The Churchill Schoolboy Myth

A myth that Churchill fostered later in his life was that he was a poor student ... even the school dunce. This of course was highly unlikely and there is not much other evidence to support such a view apart from brief passages in "My Early Life".

John Bartlett, the very last Brunswick headmaster, was widely reported in the press in 1975 as noting that records supported another view. His insights "in the role of child psychologist" were headlined in The Times of Nov 29th 1975, that Churchill was "no dunce".

The Churchill Archives Centre at Churchill College, Cambridge (Churchill's Brunswick Days) paint a clear picture of his schoolboy days and contain his letters from school at that time and can be read at the bottom of this page. The letters from Churchill point to the relationship that he had with his famous and "successful" father that may have made him feel more than inadequate as a schoolboy. This complex relationship with his father that was hardly ever there for him, and from whom he often even requested autographs to give to his friends, perhaps go some way to explain the schoolboy dunce myth he perpetuated.

The Times of Nov 29th 1975

Churchill "no dunce at school" by Philip Howard

The really great man is the man who makes every man feel great. Sir Winston Churchill had the additional merit of making dunces and all schoolboys who could not get the hang of their quadratic equations feel great also; he assiduously cultivated the impression that he was bad at his lessons.

The headmaster of his old preparatory school Stoke Brunswick in Sussex, yesterday exposed that as myth.

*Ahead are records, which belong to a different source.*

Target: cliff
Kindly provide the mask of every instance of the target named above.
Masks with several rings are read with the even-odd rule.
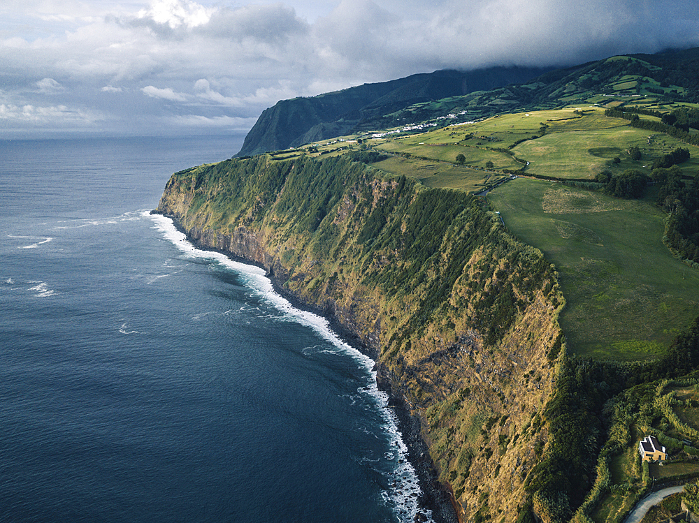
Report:
[[[194,168],[157,212],[361,340],[463,520],[552,520],[526,483],[550,445],[544,408],[565,353],[553,267],[482,200],[383,177],[368,154]]]
[[[545,71],[519,67],[492,67],[469,72],[438,71],[317,96],[282,100],[260,115],[236,156],[259,154],[341,136],[360,122],[368,124],[414,103],[521,83]]]

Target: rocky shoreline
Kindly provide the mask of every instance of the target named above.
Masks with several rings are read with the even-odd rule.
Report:
[[[294,307],[326,318],[333,330],[343,341],[375,361],[377,359],[377,351],[363,343],[354,332],[340,323],[332,310],[324,309],[299,300],[297,296],[284,288],[282,286],[283,282],[278,279],[273,272],[268,270],[268,267],[264,267],[263,264],[257,260],[238,256],[230,251],[216,249],[204,244],[200,240],[192,237],[189,231],[182,226],[176,216],[160,212],[157,209],[151,211],[151,214],[160,214],[170,218],[177,230],[184,234],[187,240],[197,249],[219,252],[235,261],[254,265],[266,271],[267,276],[271,281],[275,290],[289,300]],[[438,480],[434,464],[429,455],[427,444],[422,438],[419,418],[410,411],[410,406],[406,404],[403,395],[394,390],[390,376],[383,370],[380,366],[378,366],[376,374],[377,385],[380,390],[388,395],[389,405],[394,409],[398,419],[398,429],[408,450],[408,461],[415,470],[422,491],[420,499],[418,500],[419,505],[422,509],[420,513],[430,510],[432,513],[432,520],[435,523],[461,523],[461,518],[458,515],[459,511],[453,494],[448,487]],[[415,521],[426,520],[421,513],[418,513],[415,517]]]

Mr John Bartlett, quoted- old school reports, class lists, and letters to prove that, on the contrary, young Winston was regularly top of the form and a prize winner while be was at the school from 1884 to 1888.

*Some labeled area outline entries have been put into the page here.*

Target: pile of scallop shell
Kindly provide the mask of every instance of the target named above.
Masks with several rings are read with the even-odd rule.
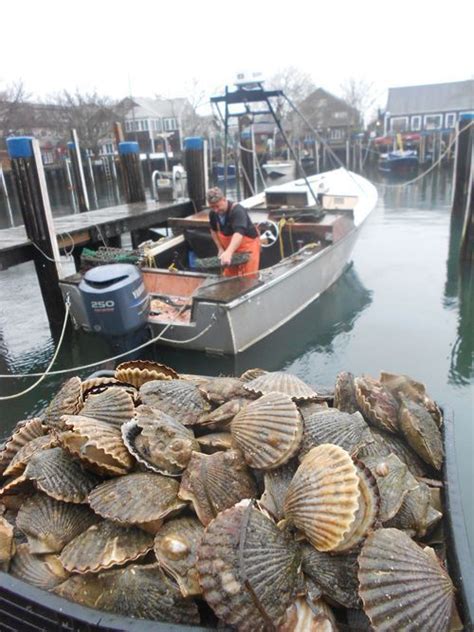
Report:
[[[65,382],[0,449],[0,570],[131,617],[277,630],[462,629],[442,415],[425,387],[146,361]]]

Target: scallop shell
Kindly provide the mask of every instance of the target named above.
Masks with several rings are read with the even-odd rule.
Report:
[[[418,481],[395,454],[365,457],[364,463],[377,480],[379,519],[387,522],[398,513],[406,494],[418,486]]]
[[[319,551],[338,546],[359,507],[359,476],[339,446],[312,448],[301,461],[286,495],[285,516]]]
[[[355,456],[360,448],[373,440],[370,428],[359,412],[350,414],[327,408],[305,418],[300,457],[322,443],[333,443]]]
[[[131,360],[122,362],[115,369],[115,377],[120,382],[133,384],[135,388],[140,388],[146,382],[152,380],[178,380],[176,371],[165,364],[152,362],[150,360]]]
[[[90,608],[127,617],[186,626],[199,624],[196,604],[182,597],[157,564],[131,564],[97,574],[75,575],[54,592]],[[137,624],[139,629],[141,624]],[[167,626],[161,624],[160,627]]]
[[[345,608],[358,607],[358,553],[322,553],[311,544],[302,544],[301,553],[303,573],[319,586],[323,595]]]
[[[49,448],[55,448],[59,445],[59,439],[53,435],[43,435],[42,437],[36,437],[28,441],[18,452],[5,469],[5,476],[18,476],[21,474],[31,459],[33,454],[40,452],[41,450],[48,450]]]
[[[82,410],[82,417],[91,417],[120,428],[130,421],[135,412],[132,397],[119,388],[109,388],[103,393],[89,395]]]
[[[179,497],[190,500],[203,525],[242,498],[254,498],[257,490],[240,452],[194,452],[186,468]]]
[[[247,463],[269,470],[296,454],[303,421],[296,404],[282,393],[269,393],[245,406],[230,424],[233,441]]]
[[[334,387],[334,408],[350,414],[359,410],[352,373],[341,371],[337,374]]]
[[[398,431],[398,402],[378,380],[366,375],[354,380],[357,404],[366,420],[382,430]]]
[[[62,429],[62,415],[77,415],[82,408],[82,382],[71,377],[61,386],[44,413],[44,421],[50,428]]]
[[[33,441],[33,439],[44,436],[46,433],[46,426],[41,423],[41,419],[36,417],[18,423],[0,450],[0,474],[4,472],[14,456],[26,444]]]
[[[136,417],[122,427],[122,438],[133,456],[147,469],[179,476],[199,443],[191,430],[150,406],[139,406]]]
[[[401,397],[400,430],[413,450],[436,470],[443,464],[443,440],[438,426],[429,412],[415,402]]]
[[[0,516],[0,571],[6,572],[10,560],[15,554],[15,541],[13,539],[13,526]]]
[[[377,631],[449,629],[454,587],[429,551],[396,529],[367,538],[359,556],[359,593]]]
[[[51,590],[69,577],[57,555],[33,555],[27,544],[18,546],[10,573],[43,590]]]
[[[185,507],[178,500],[178,490],[173,478],[136,472],[102,483],[89,494],[89,503],[104,518],[155,532],[154,525]]]
[[[119,428],[82,415],[64,415],[62,445],[100,474],[126,474],[134,459],[125,447]]]
[[[204,527],[197,518],[169,520],[155,536],[155,555],[160,566],[179,585],[183,597],[200,595],[196,568],[197,549]]]
[[[257,395],[283,393],[295,401],[317,399],[317,393],[296,375],[274,371],[247,382],[244,388]]]
[[[298,468],[297,459],[292,459],[285,465],[265,472],[263,477],[265,489],[259,500],[259,505],[268,511],[276,520],[284,517],[283,504],[288,486]]]
[[[140,388],[144,404],[162,410],[185,426],[199,423],[210,405],[194,384],[184,380],[154,380]]]
[[[198,550],[206,601],[240,632],[264,632],[282,623],[294,599],[298,566],[294,543],[251,503],[220,513]]]
[[[85,503],[89,492],[100,482],[62,448],[37,452],[26,466],[25,477],[56,500]]]
[[[72,573],[97,573],[137,560],[152,548],[151,534],[137,527],[103,520],[66,544],[60,559],[64,568]]]
[[[88,507],[37,494],[21,506],[16,526],[26,535],[30,553],[59,553],[97,521]]]

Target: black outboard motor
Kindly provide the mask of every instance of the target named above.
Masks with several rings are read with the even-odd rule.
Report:
[[[138,268],[127,263],[97,266],[85,273],[79,291],[90,328],[120,351],[147,339],[150,298]]]

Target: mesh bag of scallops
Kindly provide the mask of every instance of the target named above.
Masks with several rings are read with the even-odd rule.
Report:
[[[178,626],[461,630],[443,423],[390,373],[72,377],[0,450],[2,576]]]

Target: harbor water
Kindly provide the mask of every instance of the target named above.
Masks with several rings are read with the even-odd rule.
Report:
[[[352,263],[292,322],[236,358],[165,347],[144,350],[142,357],[186,373],[283,370],[312,385],[334,385],[342,370],[373,377],[381,370],[398,372],[423,382],[430,396],[454,416],[465,524],[474,559],[473,273],[459,263],[461,226],[451,214],[451,173],[435,171],[409,186],[382,181],[380,174],[372,181],[379,201],[362,229]],[[104,195],[101,192],[103,205],[114,203],[113,192],[110,200]],[[57,198],[54,213],[70,213],[67,195],[58,193]],[[18,215],[14,219],[21,222]],[[2,199],[0,222],[1,228],[9,225]],[[65,270],[72,272],[72,264],[67,266]],[[33,263],[0,272],[0,296],[0,374],[40,373],[49,364],[55,343]],[[114,353],[104,340],[70,331],[53,370],[83,367]],[[40,413],[67,377],[85,377],[115,364],[48,376],[31,392],[1,401],[0,436],[20,419]],[[18,393],[32,382],[2,378],[0,395]]]

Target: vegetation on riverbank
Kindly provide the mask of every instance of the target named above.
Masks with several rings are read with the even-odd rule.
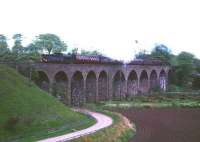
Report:
[[[148,96],[135,96],[129,100],[109,101],[104,108],[111,107],[200,107],[200,95],[198,94],[152,94]]]
[[[14,69],[0,65],[0,141],[36,141],[89,127],[95,120],[73,112]]]

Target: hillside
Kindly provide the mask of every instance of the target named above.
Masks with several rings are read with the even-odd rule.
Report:
[[[0,65],[0,141],[33,141],[94,123]]]

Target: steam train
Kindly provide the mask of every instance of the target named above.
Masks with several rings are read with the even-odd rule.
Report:
[[[43,54],[41,62],[59,64],[123,64],[118,60],[102,55],[80,55],[80,54]]]

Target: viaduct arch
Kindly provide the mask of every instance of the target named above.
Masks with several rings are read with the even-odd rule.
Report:
[[[51,93],[54,82],[62,83],[63,102],[80,106],[147,94],[156,86],[166,91],[170,66],[37,63],[35,69],[40,75],[37,85]]]

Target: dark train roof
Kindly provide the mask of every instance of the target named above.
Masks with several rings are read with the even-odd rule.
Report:
[[[128,65],[157,65],[157,66],[161,66],[161,65],[170,65],[167,62],[161,61],[161,60],[157,60],[157,59],[135,59],[130,61],[129,63],[127,63]]]
[[[95,63],[95,64],[123,64],[123,62],[102,55],[80,55],[80,54],[43,54],[42,62],[45,63]]]
[[[44,63],[63,63],[63,64],[124,64],[123,61],[114,60],[112,58],[102,56],[102,55],[80,55],[80,54],[43,54],[42,62]],[[128,63],[127,65],[169,65],[167,62],[156,59],[135,59]]]

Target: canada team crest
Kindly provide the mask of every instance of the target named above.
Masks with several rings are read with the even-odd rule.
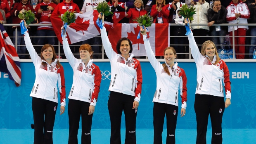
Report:
[[[55,67],[54,68],[53,68],[53,71],[54,72],[57,73],[57,71],[58,71],[58,68],[57,67]]]
[[[92,68],[89,68],[89,69],[88,69],[88,73],[91,74],[92,72]]]

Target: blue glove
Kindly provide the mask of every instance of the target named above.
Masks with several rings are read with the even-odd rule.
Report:
[[[187,18],[187,20],[188,21],[188,19]],[[191,33],[191,30],[190,30],[190,24],[188,23],[186,24],[185,27],[186,27],[186,30],[187,30],[187,33],[185,35],[187,35]]]
[[[101,16],[102,16],[102,14],[101,14]],[[100,18],[98,18],[97,20],[96,21],[96,24],[100,28],[100,29],[103,28],[103,24],[102,24],[102,19],[101,20],[100,20]]]
[[[25,34],[25,32],[28,31],[28,29],[25,27],[24,21],[23,20],[22,20],[22,21],[19,24],[19,25],[21,26],[21,34],[24,35]]]
[[[65,23],[64,24],[63,26],[64,26],[64,28],[62,29],[62,35],[63,35],[63,33],[65,33],[66,31],[66,26],[68,25],[68,23]],[[65,31],[64,31],[64,30],[65,30]]]

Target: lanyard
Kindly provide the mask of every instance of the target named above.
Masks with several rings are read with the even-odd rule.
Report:
[[[70,8],[70,5],[71,5],[71,4],[69,4],[69,6],[68,7],[66,6],[66,4],[65,4],[65,7],[66,7],[66,9],[67,11],[68,10],[69,10],[69,9]]]
[[[96,5],[96,0],[95,0],[95,3],[94,3],[93,2],[92,2],[92,7],[93,8],[94,8],[94,6],[95,6],[95,5]]]

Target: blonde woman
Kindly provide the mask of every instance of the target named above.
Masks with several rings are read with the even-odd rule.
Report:
[[[185,19],[185,24],[187,23]],[[222,144],[222,117],[225,109],[231,104],[231,82],[228,68],[226,63],[220,59],[213,42],[207,40],[204,42],[200,53],[193,33],[191,32],[187,37],[191,54],[197,69],[197,85],[194,105],[197,123],[196,143],[206,144],[208,117],[210,115],[212,129],[211,142]],[[226,95],[225,102],[224,92]]]

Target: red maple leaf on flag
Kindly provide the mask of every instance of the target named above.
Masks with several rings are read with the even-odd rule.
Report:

The locus classicus for the picture of young Winston as dunce is his description of his Latin prose entrance paper to Harrow: “I wrote my name at the top of the page. I wrote down the number of the question 1. After much reflection, I put a bracket round it thus (1). But thereafter I could not think of anything connected with it that was either relevant or true. It was from these slender indications of scholarship that Mr Weldon drew the conclusion that I was worthy to pass into Harrow. It is very much to his credit.”

Me Bartlett produced records from Winston’s headmistress at Stoke Brunswick to show what went wrong in that Latin prose:

"All that happened was that he had a very bad attack of exam nerves.”

The headmaster in his role of child psychologist argued that young Winston pretended to be hopeless at lessons to impress his unsympathetic father when he was successful at anything.

“ It gave Sir Winston some amusement to pretend in his later life that he had always been bottom of his class, but it was certainly nor true. Our contemporary records show that he worked hard, and in his last year was top in every subject except geography, in which he came second.” .

The occasion for this report on the school’s most famous old boy was the presentation of 34 volumes of his collected works by the Library of Imperial History and the present generation of schoolboys showed considerable enthusiasm at the news that the day would thereafter be called Churchill Day, and would he commemorated by a half holiday.




Daily Express

Churchill the school dunce - some dunce! by Michael O'Flaherty

Even in his finest hour, Sir Winston Churchill proudly mained that he was a dunce at school.

And through the decades parents of children who were slow to learn have been able to console themselves with "Winnie's" example.

But was he really the backward pupil and wayward child he chose to project?

"Most definitely not, said the present-day headmaster of Churchill's prep school yesterday.

"It was all a great myth he chose to perpetrate - he was a bright little boy in reality" said 47 year old Mr John Bartlett.

Mr Bartlett, head of Stoke Brunswick School, East Grinstead, Sussex (Motto: To Do My Duty), will make public his view of the schoolboy Churchill today.

Fees

The occassion is the presentation to head boy William Rydon, 13, on behalf of the school fo Churchill's collected works.

Mr Bartlett has made a special study of Churchill's self-denigrated early schooldays for his speech at the £365-a-term establishment which Churchill attended from 1884-1888 before going to Harrow.

In those days the prep school's fees were just £21-a-term and the school was based in Brighton. The name at that time was plain Brunswick.

Mr Winston Churchill, Sir Winston's Tory MP grandson said yesterday: "What the head master says is absolutely true. It is also true, I think, that my grandfather fostered the image when he left school."